As I understood his answer, Phill had just pardoned Gilead’s unethical behavior because they needed to make money. When asked why he had been unresponsive to Peter Staley’s many attempts to discuss the document he signed, Phill responded, “I did not respond immediately because I had made a commitment already and I was less likely to change my position.” 

I was stunned that Phill felt more strongly about his commitment to Gilead than to the HIV treatment activists who were begging for a moment of his time. 

“Peter’s name carries a huge amount of weight,” Phill assured me, before stunning me again. “In other times, I would have invested a lot more time and energy in doing a lot more due diligence on this,” he said, citing busy life events that have distracted him in recent months. “This particular time, I didn’t do as much due diligence as I might have.”

For much of our call, Phill alternated between Gilead’s talking point about the lawsuit risking a “chill to innovation” and his contention that pharma could abandon the field if we pick on them because, well, he says so. Not because he researched the lawsuit, or spoke to the plaintiffs, or otherwise performed a shred of due diligence before signing the amicus brief, because Phill acknowledged he did none of that.  

Since the issue of pharma funding is central to this scenario, I asked Phill if he was, in any way at all, benefiting from Gilead dollars. 

“The answer is no,” Phill stated emphatically. “I am no longer involved with the Black AIDS Institute. I retired.” Then he reconsidered his statement. “In April, at a biomedical summit in Seattle, I did a Gilead plenary where I was compensated,” he explained. Then Phill mentioned a large dance event he produces every year and said Gilead is their major donor. 

Honestly, I am still processing this conversation. It certainly clouds, if not complicates, the monumental community legacy of Phill Wilson.

Some Final Thoughts and Yes I Am Very Angry

People with HIV are dead. Thousands of others suffered needlessly.

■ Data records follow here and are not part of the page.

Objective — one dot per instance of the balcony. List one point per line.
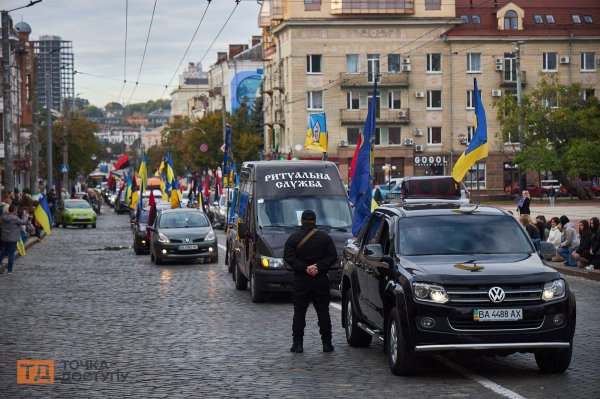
(384, 116)
(387, 80)
(353, 7)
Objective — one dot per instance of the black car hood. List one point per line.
(458, 269)
(272, 241)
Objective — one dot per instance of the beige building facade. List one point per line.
(322, 56)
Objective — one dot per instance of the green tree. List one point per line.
(557, 123)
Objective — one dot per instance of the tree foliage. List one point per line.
(560, 130)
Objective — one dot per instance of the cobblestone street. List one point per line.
(140, 330)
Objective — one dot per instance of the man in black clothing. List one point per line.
(310, 253)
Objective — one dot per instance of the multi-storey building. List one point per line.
(55, 71)
(236, 76)
(323, 56)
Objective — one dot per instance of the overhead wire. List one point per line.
(144, 54)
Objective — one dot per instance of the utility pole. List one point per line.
(66, 118)
(9, 178)
(523, 182)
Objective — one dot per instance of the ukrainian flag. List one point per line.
(316, 136)
(478, 148)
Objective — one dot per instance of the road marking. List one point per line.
(500, 390)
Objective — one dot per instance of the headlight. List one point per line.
(554, 290)
(273, 263)
(430, 293)
(162, 237)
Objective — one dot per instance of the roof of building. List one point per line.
(562, 12)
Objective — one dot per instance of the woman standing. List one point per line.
(523, 206)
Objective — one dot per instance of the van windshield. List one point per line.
(333, 211)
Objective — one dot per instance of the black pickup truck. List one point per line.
(427, 277)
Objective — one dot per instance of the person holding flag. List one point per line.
(478, 147)
(361, 190)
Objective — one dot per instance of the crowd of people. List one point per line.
(576, 246)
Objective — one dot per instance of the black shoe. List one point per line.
(297, 348)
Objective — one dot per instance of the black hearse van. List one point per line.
(271, 198)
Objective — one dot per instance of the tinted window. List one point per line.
(183, 219)
(461, 234)
(77, 204)
(331, 211)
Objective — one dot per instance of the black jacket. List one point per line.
(319, 249)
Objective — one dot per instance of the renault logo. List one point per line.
(496, 294)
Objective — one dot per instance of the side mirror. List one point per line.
(242, 229)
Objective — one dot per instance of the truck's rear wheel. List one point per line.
(355, 336)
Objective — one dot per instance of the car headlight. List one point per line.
(430, 293)
(162, 238)
(271, 263)
(554, 290)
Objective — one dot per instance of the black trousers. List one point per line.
(316, 290)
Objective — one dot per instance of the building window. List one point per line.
(510, 68)
(352, 65)
(394, 63)
(353, 133)
(471, 100)
(477, 172)
(549, 62)
(433, 4)
(313, 63)
(586, 94)
(434, 99)
(352, 100)
(372, 67)
(434, 135)
(314, 100)
(394, 136)
(587, 61)
(434, 62)
(474, 62)
(394, 100)
(511, 20)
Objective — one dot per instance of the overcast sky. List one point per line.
(97, 30)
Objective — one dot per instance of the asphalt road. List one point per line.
(116, 325)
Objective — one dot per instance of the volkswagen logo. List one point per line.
(496, 294)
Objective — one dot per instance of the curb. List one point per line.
(593, 274)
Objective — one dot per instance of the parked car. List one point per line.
(180, 234)
(426, 277)
(74, 212)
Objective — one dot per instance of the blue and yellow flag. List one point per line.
(361, 190)
(478, 148)
(43, 215)
(316, 136)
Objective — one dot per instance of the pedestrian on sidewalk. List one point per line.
(11, 232)
(310, 253)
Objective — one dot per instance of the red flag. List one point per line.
(123, 162)
(151, 213)
(355, 156)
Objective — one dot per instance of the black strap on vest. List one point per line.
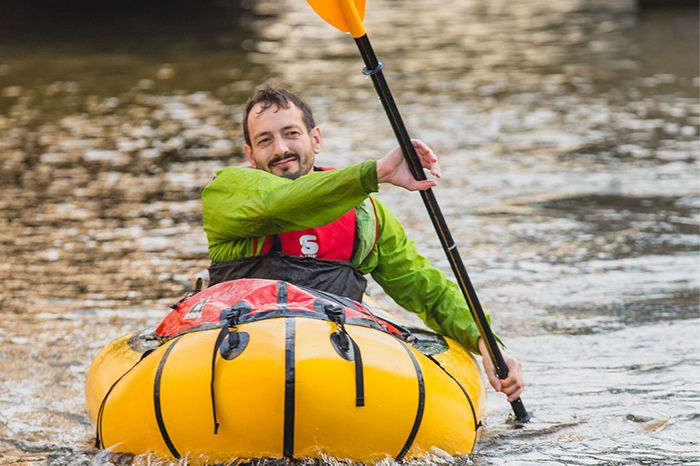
(337, 277)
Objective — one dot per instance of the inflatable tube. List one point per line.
(256, 368)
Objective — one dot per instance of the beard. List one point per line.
(292, 172)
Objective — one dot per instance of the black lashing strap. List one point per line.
(421, 403)
(228, 347)
(156, 402)
(342, 342)
(477, 423)
(99, 439)
(289, 386)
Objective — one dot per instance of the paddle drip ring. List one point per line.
(377, 69)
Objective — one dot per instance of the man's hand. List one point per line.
(512, 385)
(393, 168)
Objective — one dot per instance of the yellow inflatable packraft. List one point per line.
(258, 368)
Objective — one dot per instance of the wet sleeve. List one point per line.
(244, 203)
(417, 286)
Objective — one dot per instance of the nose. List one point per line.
(280, 146)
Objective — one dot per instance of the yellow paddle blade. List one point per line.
(346, 15)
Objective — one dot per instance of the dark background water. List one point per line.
(568, 132)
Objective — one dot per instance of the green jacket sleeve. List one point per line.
(243, 203)
(416, 285)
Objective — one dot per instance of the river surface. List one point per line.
(568, 135)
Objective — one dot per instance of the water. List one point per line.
(568, 132)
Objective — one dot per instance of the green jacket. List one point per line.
(242, 206)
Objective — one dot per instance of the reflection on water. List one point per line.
(569, 140)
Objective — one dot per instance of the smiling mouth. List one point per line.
(282, 161)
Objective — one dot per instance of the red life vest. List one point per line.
(319, 257)
(333, 241)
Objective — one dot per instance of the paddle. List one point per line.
(347, 15)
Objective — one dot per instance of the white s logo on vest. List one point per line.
(309, 246)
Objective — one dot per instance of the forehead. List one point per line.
(273, 118)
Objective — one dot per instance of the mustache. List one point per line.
(278, 158)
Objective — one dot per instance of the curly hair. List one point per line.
(268, 96)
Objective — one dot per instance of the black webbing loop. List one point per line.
(230, 318)
(336, 313)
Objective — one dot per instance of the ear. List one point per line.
(248, 152)
(316, 139)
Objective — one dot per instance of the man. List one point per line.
(290, 220)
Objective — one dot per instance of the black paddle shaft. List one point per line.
(373, 68)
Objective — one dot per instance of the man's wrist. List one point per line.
(368, 176)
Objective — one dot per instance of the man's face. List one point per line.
(280, 143)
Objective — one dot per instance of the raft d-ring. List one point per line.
(234, 345)
(377, 69)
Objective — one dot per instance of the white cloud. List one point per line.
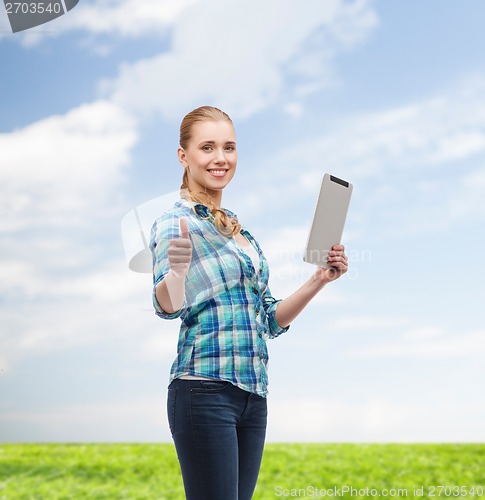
(64, 168)
(428, 342)
(143, 419)
(375, 419)
(223, 53)
(428, 134)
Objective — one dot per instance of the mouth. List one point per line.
(217, 172)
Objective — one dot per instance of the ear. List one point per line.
(182, 157)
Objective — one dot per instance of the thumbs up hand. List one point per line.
(180, 251)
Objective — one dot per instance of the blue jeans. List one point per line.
(219, 432)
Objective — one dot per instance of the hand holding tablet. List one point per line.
(328, 225)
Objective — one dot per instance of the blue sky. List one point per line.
(388, 95)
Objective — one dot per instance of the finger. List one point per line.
(184, 227)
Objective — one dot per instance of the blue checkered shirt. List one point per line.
(228, 311)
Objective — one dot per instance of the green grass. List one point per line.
(151, 471)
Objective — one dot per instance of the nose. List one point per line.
(219, 156)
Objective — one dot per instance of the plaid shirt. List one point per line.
(228, 311)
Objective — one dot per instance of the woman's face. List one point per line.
(210, 155)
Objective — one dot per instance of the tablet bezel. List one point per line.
(328, 220)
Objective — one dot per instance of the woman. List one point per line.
(210, 271)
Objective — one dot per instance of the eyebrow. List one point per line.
(213, 142)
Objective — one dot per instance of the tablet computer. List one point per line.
(328, 220)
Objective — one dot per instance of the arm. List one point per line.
(171, 261)
(170, 292)
(289, 308)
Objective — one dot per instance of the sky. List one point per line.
(387, 95)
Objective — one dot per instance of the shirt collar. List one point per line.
(201, 209)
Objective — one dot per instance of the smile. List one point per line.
(217, 172)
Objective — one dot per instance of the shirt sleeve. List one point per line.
(163, 230)
(270, 304)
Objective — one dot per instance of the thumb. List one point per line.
(184, 227)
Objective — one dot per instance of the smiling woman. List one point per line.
(216, 404)
(208, 153)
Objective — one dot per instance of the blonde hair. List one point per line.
(227, 226)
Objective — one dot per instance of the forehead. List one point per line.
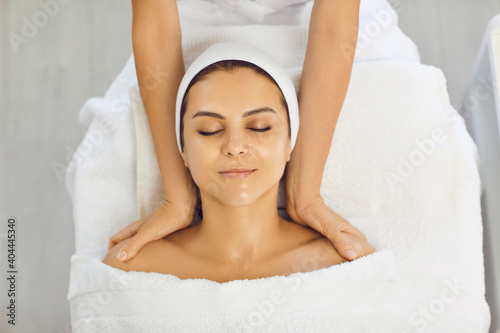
(235, 90)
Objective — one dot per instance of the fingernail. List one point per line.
(122, 255)
(351, 254)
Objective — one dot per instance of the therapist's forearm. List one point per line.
(325, 79)
(157, 45)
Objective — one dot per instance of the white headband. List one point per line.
(243, 52)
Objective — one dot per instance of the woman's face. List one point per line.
(242, 111)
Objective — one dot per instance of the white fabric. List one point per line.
(427, 274)
(360, 296)
(251, 54)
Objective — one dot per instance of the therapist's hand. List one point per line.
(168, 218)
(313, 211)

The lawsuit contends that Gilead’s actions contributed to it. And now some of our own community leaders have signed on the dotted line in defense of Gilead. This is infuriating. Our long-departed friends, the ones we marched beside and buried and mourned, surely are turning in their graves. 

Pharma has transformed the HIV community landscape. It has erased the lines between what is a friendly request and what is a conflict of interest, between what is an advocate and what is a sales rep, between who is a friend and who is a player. We are all in the suffocating embrace of Big Pharma now. 

Has Gilead broken our spines as easily as its drug destroyed our bones? Where the fuck is our courage? 

Peter Staley can still conjure a tone of optimism. “Look who did not sign that document,” Peter reassured me. “Some of our groups who are heavily funded by Gilead are continuing to do the right thing. NMAC is not on that list of signers. AIDS United and the Black AIDS Institute are not on that list. Housing Works isn’t. There are grains of hope here, and we can regrow our community with them.”

“I’ve always urged organizations to take pharma money,” Peter added. “It’s our money. We paid for it. But they will never buy my advocacy or my voice.” 

The question is whether we can maintain our principles in spite of a well-financed effort to lure us into giving up pieces of ourselves.